By PETER WANYOYI
Where one is born is a bit of a lottery, an accident of genetics, time and place. But it is generally true that to be born in Africa is, on average, to draw a very bad hand. Africa has the shortest life expectancy in the world, the highest number of running conflicts of any continent, the most backward social systems, the worst infrastructure and the most chaotic administrations anywhere on earth.
But if being born in Africa is to be unlucky, then being born in the Democratic Republic of Congo (DRC) is to be cursed by the gods themselves.
Genocide
The vast country has never quite known peace. Even before the Belgians annexed it and made it playground for their King — Leopold II, Arab and European slave master used Congo as a source of most of their slaves. They raided the territory with impunity, and many of the peoples of African descent — now in South America — can trace their roots to what is now DRC and Angola.
But that was nothing compared to what then befell the country; Leopold II tricked his way into making Congo his personal property.

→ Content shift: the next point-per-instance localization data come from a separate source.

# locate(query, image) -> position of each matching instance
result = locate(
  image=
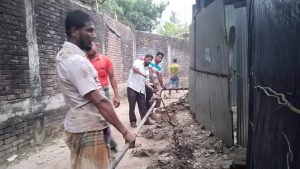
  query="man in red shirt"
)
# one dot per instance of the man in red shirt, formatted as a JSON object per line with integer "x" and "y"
{"x": 104, "y": 67}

What followed was genocide and, effectively, a concentration camp covering the whole country. Leopold enslaved the population and extorted free labour from them, on pain of amputation. Anyone who refused to slave in Leopold’s rubber plantations — at no pay — had their hands amputated, and if they had already been amputated, they were summarily executed. Beatings by colonial administrators were so severe and common that they became a common cause of death for locals. By the time the madness stopped when Leopold died in 1909, more than ten million Congolese had died under Leopold’s administration.
Chaotic
Congo emerged from the trauma of its Belgian misrule, only to rush headlong into independence and more chaos. America’s CIA, unwilling to see the Congo’s vast resources benefit the country, set about assassinating any progressive leaders like Patrice Lumumba. CIA agents shot Lumumba, Congo’s progressive prime minister, — who later on admitted — and his body cut up and dissolved in vats of acid. Mobutu Sese Seko was then imposed on the Congolese people, and was propped up by successive American and other Western regimes until he was toppled by the Rwandese in 1997.
The DRC has muddled on after Mobutu, whose 32 years leadership saw the country get poorer and more chaotic than ever before. There are virtually no roads in the country, which is a bit of a challenge for a country bigger than all of Western Europe put together. Now, though, the war drums in the DRC are beating again. The UN, Tanzania, Rwanda, a rebel outfit called M23 and various other actors are all gathering for an almighty battle in the Eastern DRC.
Meanwhile, refugees — kicked off their land — continue to gather in squalid camps close to the Uganda and Rwanda borders. They must wonder, these unlucky souls, what they ever did to deserve to be born in as hopeless a place as the DRC.